Jennifer M. Urban is an Assistant Clinical Professor of Law and Director of the Samuelson Law, Technology & Public Policy Clinic at the UC Berkeley School of Law. Broadly, her research considers how values such as free expression, freedom to innovate, and privacy are mediated by technology, the laws that govern technology, and private-ordering systems. Her clinic students represent clients in numerous public interest cases and projects at the intersection of technological change and societal interests such as civil liberties, innovation, and creative expression. Recent Clinic projects include work on individual privacy rights, copyright and free expression, artists’ rights, free and open source licensing, government surveillance, the “smart” electricity grid, biometrics, and defensive patent licensing. Professor Urban comes to Berkeley Law from the University of Southern California’s Gould School of Law, where she founded and directed the USC Intellectual Property & Technology Law Clinic. Prior to joining the USC faculty in 2004, she was the Samuelson Clinic’s first fellow and visiting assistant professor. Prior to that, she was an attorney with the Venture Law Group in Silicon Valley. She graduated from Cornell University with a B.A. in biological science (concentration in neurobiology and behavior) and from Berkeley Law with a J.D. (intellectual property certificate).

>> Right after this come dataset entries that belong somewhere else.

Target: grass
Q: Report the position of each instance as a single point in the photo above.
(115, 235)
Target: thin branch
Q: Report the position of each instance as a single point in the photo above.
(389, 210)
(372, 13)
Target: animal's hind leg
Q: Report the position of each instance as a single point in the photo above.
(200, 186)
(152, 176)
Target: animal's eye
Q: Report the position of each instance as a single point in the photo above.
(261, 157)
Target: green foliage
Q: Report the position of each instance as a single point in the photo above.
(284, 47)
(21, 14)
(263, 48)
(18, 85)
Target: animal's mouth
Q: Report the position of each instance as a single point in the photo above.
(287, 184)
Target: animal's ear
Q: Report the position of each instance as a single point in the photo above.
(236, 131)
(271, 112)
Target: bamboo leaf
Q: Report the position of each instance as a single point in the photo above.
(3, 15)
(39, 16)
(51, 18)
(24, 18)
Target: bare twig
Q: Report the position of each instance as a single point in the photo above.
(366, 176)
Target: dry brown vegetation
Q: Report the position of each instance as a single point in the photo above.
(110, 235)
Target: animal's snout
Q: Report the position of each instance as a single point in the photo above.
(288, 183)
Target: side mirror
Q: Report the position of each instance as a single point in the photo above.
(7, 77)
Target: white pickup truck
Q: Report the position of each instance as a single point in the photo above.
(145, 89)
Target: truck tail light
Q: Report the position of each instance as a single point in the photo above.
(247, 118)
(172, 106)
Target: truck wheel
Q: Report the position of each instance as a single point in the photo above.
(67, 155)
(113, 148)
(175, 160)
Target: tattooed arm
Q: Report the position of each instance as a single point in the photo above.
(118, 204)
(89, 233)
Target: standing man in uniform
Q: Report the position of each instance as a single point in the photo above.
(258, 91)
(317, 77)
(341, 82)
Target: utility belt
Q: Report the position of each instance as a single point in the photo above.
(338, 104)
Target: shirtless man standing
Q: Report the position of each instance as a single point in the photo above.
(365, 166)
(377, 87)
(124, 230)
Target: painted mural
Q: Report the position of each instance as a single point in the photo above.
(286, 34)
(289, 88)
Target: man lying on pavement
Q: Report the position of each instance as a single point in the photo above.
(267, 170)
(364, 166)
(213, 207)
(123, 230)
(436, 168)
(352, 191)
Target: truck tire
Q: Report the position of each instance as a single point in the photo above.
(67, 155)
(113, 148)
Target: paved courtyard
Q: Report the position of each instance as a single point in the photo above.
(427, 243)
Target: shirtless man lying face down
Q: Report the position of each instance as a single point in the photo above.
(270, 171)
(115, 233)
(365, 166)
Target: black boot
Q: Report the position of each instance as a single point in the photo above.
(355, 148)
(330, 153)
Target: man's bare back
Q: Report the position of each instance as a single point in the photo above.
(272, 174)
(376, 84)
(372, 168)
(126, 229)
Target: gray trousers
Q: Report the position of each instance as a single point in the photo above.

Christopher Wolf leads the global privacy practice at Hogan Lovells and is founder and co-chair of the Future of Privacy Forum, a think tank promoting the advancement of privacy. Chris’ practice includes compliance counseling, representation of clients in investigations and disputes, and participation in public policy developments. Chris has practiced law for 33 years, and started his focus on privacy with a pro bono case representing a gay sailor the Navy proposed to eject under Don’t Ask, Don’t Tell based on information it obtained illegally from AOL. Chris produced the first comprehensive privacy treatise for the Practising Law Institute, and is a frequent author and lecturer on privacy and Internet issues. He recently testified before the United States International Trade Commission on privacy and digital free trade. He was the first privacy practitioner to testify, in January 2012, before the Privacy Subcommittee of the United States Senate Judiciary Committee, and was the only privacy lawyer to speak at the 2011 eG8 in Paris. In conjunction with Berkeley scholars Paul Schwartz and Chris Hoofnagle, and GW Professor Daniel Solove, Chris is an organizer of the Privacy Law Salon series of conferences.